Terminate a thread which is running a native code

Question

In my application I have a wrapper over some native code, which is called via JNI bridge. This native code needs to be executed in separate thread (parallel processing). However the problem is that the code sometimes "hangs" so the thread needs to be terminated "by force". Unfortunately I haven't found any "delicate" method to do so: general advise is to tell the code in a thread to exit gracefully, but I can't do it with this native code (which is 3rd party code all above).

I use Java Concurrent API for task submission:

Future<Integer> processFuture = taskExecutor.submit(callable);

try {
    result = processFuture.get(this.executionTimeout, TimeUnit.SECONDS).intValue();
}
catch (TimeoutException e) {
    // How to kill the thread here?
    throw new ExecutionTimeoutException("Execution timed out (max " + this.executionTimeout / 60 + "min)");
}
catch (...) {
    ... exception handling for other cases
}

Future#cancel() will only interrupt the thread, but it will not terminate it. So I used the following trick:

class DestroyableCallable implements Callable<Integer> {

    private Thread  workerThread;

    @Override
    public Integer call() {
        workerThread = Thread.currentThread();

        return Integer.valueOf(JniBridge.process(...));
    }

    public void stopWorkerThread() {
        if (workerThread != null) {
            workerThread.stop();
        }
    }
}

DestroyableCallable callable = new DestroyableCallable();

Future<Integer> processFuture = taskExecutor.submit(callable);

try {
    result = processFuture.get(this.executionTimeout, TimeUnit.SECONDS).intValue();
}
catch (TimeoutException e) {
    processFuture.cancel(true);
    // Dirty:
    callable.stopWorkerThread();

    ThreadPoolTaskExecutor threadPoolTaskExecutor = (ThreadPoolTaskExecutor) taskExecutor;

    logger.debug("poolSize: " + threadPoolTaskExecutor.getPoolSize() + ", maxPoolSize:"
                    + threadPoolTaskExecutor.getMaxPoolSize() + ", activeCount:"
                    + threadPoolTaskExecutor.getActiveCount());
    }

    throw new ...;
}
catch (...) {
    ... exception handling for other cases
}

The questions/problems with this code:

Is it in general the right way to do so? Any other more elegant alternatives?
activeCount on task executor is not decreased, so task executor still "thinks" that thread is running
I had to add workerThread != null check to stopWorkerThread() method, as this variable turned out to be null on some case. I can't understand what are these cases...

Notes:

Native code does not consume file descriptors (sockets). Everything is passed to it as block of data and returned the same way.
Native code is CPU-intensive. Even though it guarantees to terminate, it may take a long time.
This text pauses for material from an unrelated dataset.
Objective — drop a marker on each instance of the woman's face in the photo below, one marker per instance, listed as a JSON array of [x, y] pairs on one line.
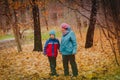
[[52, 36], [63, 30]]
Bounty edit: The approach/suggestion to revisit the native code is clear, please do not offer it in your reply. I need pure-Java solution / workaround.

score 13 · Accepted Answer · answered Jan 13 '12 at 12:08

Java has pure options for force thread termination. It is ancient and deprecated Thread.stop() only (AFAIK). And no option for safe thread termination (what is why .stop() was deprecated, and allowed to be even not implemented by JVM implementors).

The reason is what all threads inside app shares memory and resources -- so, if you force termination of thread in some arbitrary point, you can't prove for sure what terminated thread does not left some shared memory/resources in inconsistent state. And you even can't (in general) suppose which resources are (possibly) dirty ('cos you dont know exactly at which point thread was stopped).

So, if you want some threads of your app to be able to interrupt, the only solution is to provide -- at design phase -- some notation of "savepoints" -- locations in target thread's code, which are guaranteed to not mutate shared state, so it is safe for thread to exit here. And it is exactly what Thread.stop() javadocs are telling you: the only way to interrupt thread safely is to design thread's code so it can by itself response to some kind of interrupt request. Some kind of flag, which is checked by thread from time to time.

I've trying to tell you: you can't do the thing you're asked about using java threading/concurrency. The way I may suggest you (it was given early here) is to do your job in separate process. Forcibly kill process is much more safe then thread since 1) processes are much more separated from each other and 2) OS takes care about many cleanups after process termination. Killing process is not completely safe, since there exists some kind of resources (files, for example) which is not cleared by OS by default, but in your case it seems to be safe.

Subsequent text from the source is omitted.